Proteger el acceso a los mercados
El “derecho al comercio” al no tener estatus de derecho humano, está ampliamente relacionado al comercio, como herramienta de mercado, ésta ha contribuido históricamente al bienestar del hombre. En este sentido, la comercialización de bienes es una práctica inherente a la naturaleza humana que no debe ser obstaculizada, sin embargo, la ausencia de este concepto impediría a que individuos y/o empresas reivindiquen su derecho civil y que les permita un acceso no-discriminatorio a los mercados nacionales e internacionales.
Si existiera un concepto de derecho al comercio, las medidas gubernamentales que prohíben el comercio (como las que implementaron Argentina y Bolivia en el 2008), los agentes económicos podrían interponer un recurso de amparo por haberles cuartado su derecho constitucional a practicar el comercio. Dichas prohibiciones generan daños que pueden tener grandes magnitudes. Por ejemplo, las prohibiciones a las exportaciones de bienes generan incumplimientos de contratos internacionales de compra-venta de mercaderías, afectando negativamente a la economía de las empresas.

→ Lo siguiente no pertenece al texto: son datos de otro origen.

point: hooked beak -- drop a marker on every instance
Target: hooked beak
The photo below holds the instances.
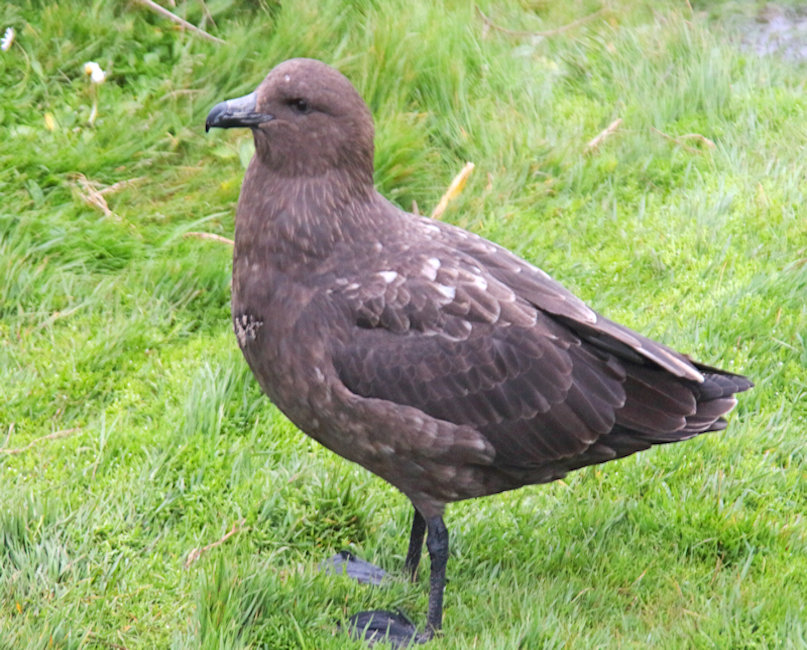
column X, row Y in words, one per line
column 236, row 112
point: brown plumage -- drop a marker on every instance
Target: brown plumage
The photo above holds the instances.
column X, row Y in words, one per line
column 434, row 358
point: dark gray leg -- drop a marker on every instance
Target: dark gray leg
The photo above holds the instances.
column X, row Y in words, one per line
column 393, row 627
column 437, row 543
column 415, row 544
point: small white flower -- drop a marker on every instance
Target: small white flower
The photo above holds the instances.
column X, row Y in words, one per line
column 7, row 40
column 94, row 72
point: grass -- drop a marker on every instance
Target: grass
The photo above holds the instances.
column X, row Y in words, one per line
column 115, row 328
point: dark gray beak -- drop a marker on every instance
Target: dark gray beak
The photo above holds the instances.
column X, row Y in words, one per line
column 241, row 111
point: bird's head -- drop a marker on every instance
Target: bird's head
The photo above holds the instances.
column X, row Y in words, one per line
column 307, row 119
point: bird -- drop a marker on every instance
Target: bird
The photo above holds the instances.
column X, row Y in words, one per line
column 436, row 359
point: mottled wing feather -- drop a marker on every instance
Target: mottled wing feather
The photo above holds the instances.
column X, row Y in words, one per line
column 534, row 285
column 467, row 350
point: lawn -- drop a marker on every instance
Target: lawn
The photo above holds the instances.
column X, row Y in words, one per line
column 132, row 432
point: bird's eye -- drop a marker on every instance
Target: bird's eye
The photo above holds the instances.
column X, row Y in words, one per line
column 300, row 105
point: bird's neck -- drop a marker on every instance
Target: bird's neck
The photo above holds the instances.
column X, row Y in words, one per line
column 295, row 222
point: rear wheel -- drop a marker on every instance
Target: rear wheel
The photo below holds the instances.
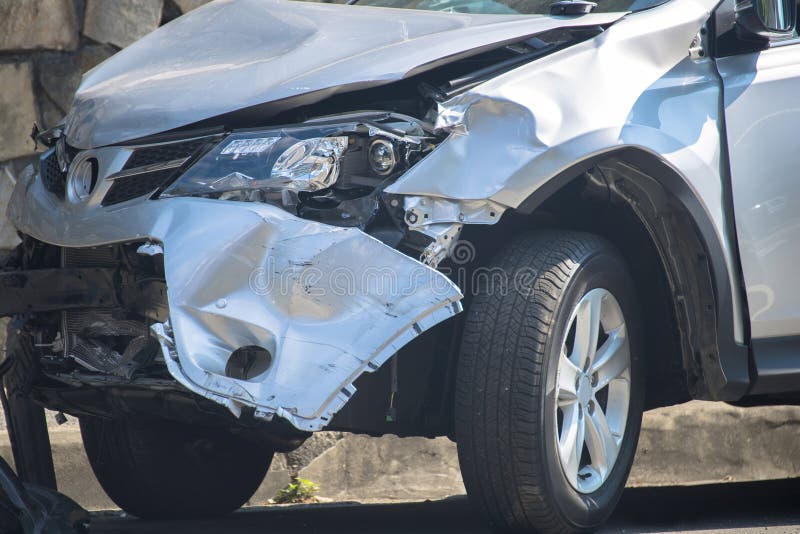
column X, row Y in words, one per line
column 550, row 385
column 163, row 469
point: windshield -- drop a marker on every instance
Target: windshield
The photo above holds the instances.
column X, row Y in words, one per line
column 505, row 7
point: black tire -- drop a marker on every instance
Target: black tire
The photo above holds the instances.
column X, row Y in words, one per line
column 159, row 469
column 25, row 420
column 506, row 421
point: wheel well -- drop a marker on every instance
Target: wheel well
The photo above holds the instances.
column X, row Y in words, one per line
column 624, row 199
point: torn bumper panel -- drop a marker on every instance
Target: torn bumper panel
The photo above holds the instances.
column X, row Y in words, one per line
column 327, row 303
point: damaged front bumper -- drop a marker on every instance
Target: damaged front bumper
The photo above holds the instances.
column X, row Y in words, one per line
column 324, row 303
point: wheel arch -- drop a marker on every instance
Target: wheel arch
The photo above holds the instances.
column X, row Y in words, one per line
column 690, row 255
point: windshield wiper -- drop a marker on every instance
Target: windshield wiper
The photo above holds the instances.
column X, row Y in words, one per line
column 565, row 7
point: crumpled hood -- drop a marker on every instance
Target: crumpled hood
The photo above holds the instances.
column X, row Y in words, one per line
column 233, row 54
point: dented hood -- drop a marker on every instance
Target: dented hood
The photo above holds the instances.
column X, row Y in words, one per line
column 235, row 54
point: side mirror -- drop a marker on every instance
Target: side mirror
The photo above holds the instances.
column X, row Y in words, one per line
column 766, row 19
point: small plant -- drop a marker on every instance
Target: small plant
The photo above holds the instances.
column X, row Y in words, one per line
column 299, row 490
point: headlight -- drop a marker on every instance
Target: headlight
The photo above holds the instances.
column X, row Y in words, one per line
column 318, row 162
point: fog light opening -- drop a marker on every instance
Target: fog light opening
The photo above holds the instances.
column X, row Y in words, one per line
column 247, row 363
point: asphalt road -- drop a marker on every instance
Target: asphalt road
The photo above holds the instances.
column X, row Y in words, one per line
column 764, row 507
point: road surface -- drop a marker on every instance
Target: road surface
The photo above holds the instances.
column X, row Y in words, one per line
column 757, row 507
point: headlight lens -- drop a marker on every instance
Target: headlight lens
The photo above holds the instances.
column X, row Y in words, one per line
column 280, row 164
column 330, row 170
column 310, row 165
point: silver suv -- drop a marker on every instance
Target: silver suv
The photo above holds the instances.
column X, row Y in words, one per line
column 512, row 223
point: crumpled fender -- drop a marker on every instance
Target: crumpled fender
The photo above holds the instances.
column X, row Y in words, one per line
column 328, row 303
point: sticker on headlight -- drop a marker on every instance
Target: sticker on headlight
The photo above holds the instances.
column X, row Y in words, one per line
column 246, row 147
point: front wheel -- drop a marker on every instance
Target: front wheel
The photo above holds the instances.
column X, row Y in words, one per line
column 158, row 469
column 550, row 385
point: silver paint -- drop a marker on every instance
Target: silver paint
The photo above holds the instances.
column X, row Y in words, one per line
column 633, row 85
column 329, row 303
column 762, row 118
column 230, row 55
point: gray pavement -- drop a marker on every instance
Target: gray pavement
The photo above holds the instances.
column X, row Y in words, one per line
column 771, row 507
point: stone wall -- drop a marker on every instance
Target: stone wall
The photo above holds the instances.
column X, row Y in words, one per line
column 45, row 47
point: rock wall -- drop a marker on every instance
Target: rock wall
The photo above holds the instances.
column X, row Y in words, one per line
column 45, row 47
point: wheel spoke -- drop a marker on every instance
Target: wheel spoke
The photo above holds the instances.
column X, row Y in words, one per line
column 567, row 376
column 587, row 329
column 600, row 441
column 570, row 444
column 612, row 359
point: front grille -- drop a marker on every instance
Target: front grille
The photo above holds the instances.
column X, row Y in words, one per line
column 163, row 153
column 53, row 178
column 136, row 185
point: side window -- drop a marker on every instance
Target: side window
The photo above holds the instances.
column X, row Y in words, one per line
column 734, row 40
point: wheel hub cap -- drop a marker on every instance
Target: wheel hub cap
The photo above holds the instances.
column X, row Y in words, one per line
column 592, row 391
column 584, row 390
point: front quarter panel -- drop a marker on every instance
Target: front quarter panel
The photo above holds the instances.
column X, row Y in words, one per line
column 634, row 85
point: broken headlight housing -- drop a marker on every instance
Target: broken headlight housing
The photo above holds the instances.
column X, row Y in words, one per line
column 311, row 167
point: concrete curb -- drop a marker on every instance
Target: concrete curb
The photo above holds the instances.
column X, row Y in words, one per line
column 690, row 444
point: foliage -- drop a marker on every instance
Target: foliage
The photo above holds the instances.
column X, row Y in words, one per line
column 299, row 490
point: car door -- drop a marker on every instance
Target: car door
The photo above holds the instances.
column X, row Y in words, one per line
column 762, row 121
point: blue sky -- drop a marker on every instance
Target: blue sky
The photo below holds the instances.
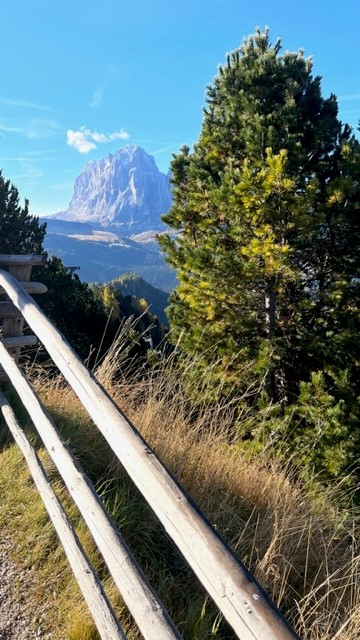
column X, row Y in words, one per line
column 80, row 79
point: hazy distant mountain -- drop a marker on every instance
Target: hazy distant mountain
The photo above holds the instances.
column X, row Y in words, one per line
column 124, row 191
column 103, row 254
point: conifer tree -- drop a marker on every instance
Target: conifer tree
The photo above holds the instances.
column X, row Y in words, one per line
column 267, row 229
column 19, row 231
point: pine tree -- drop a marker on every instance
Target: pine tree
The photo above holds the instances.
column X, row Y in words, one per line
column 20, row 233
column 266, row 231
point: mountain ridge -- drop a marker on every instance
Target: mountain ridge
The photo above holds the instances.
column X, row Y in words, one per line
column 124, row 190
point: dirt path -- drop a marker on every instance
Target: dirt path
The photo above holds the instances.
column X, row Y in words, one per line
column 16, row 619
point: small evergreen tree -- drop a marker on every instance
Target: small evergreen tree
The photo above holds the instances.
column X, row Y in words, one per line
column 20, row 233
column 267, row 231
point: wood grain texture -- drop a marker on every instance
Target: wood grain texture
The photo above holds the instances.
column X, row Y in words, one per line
column 91, row 588
column 245, row 605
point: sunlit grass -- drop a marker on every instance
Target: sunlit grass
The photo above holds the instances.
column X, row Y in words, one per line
column 299, row 543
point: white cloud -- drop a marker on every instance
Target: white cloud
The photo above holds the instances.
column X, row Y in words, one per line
column 77, row 139
column 84, row 140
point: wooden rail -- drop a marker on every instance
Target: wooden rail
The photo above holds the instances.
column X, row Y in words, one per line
column 239, row 597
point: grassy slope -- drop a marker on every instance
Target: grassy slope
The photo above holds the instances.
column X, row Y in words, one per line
column 299, row 545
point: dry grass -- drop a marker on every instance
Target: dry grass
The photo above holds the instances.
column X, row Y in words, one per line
column 300, row 544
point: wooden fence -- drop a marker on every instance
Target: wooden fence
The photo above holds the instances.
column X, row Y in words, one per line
column 244, row 604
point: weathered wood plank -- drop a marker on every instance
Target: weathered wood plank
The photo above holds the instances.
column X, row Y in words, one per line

También puede afectar a la generación de empleos para miles de personas que son jefes de familia que tienen a su cargo la seguridad alimentaria y no alimentaria de sus dependientes. El atentar contra el derecho al trabajo es preocupante debido a que el mismo está contenido en la Declaración Universal de Derecho Humanos. También afecta al derecho de los empresarios a realizar inversiones (derecho usualmente contenido en las constituciones políticas de los estados en desarrollo).
En general la ausencia de un concepto de derecho al comercio da lugar a que un gobierno que atente contra el acto de comercializar afecte negativamente a todos los agentes económicos que intervienen en la cadena productiva, ocasionando potencialmente una reducción del mercado, la producción y el empleo directo e indirecto por los efectos multiplicadores como ser operadores de comercio exterior, proveedores de materias primas e insumos, transportistas de carga nacional e internacional, consumidores finales e intermedios, servicios relacionados como las vendedoras de alimentos, vestimenta, etc.
Se puede indicar que la prohibición al comercio de un bien o servicio motiva a efectuar un comercio ilegal (contrabando) ya que la empresa productora debe, por una parte cumplir con sus contratos comerciales, y por otra debe ser rentable para no entrar en quiebra y despedir a sus empleados. Hay que considerar que todos los países sin ninguna excepción practican el comercio internacional incluso los países socialistas al margen de su ideología política, este es el caso de Venezuela que su principal mercado es Estados Unidos. Estos países aseguran sus mercados de manera que la relación comercio - política no interfiera en términos reales.
La ausencia del concepto “derecho al comercio” impide que individuos comunes (independientemente de su condición social, raza, religión, color o preceptos ideológicos) reivindiquen un derecho civil que les permita un acceso no-discriminatorio a los mercados. Este tipo de derecho permitiría que la filosofía jurídica exhorte a los Estados a que garanticen la comercialización de bienes y servicios. La presencia de un concepto de derecho a comercio obligaría a que los Estados resarzan los problemas económicos y no económicos que emerjan de políticas comerciales adversas al derecho a comercio.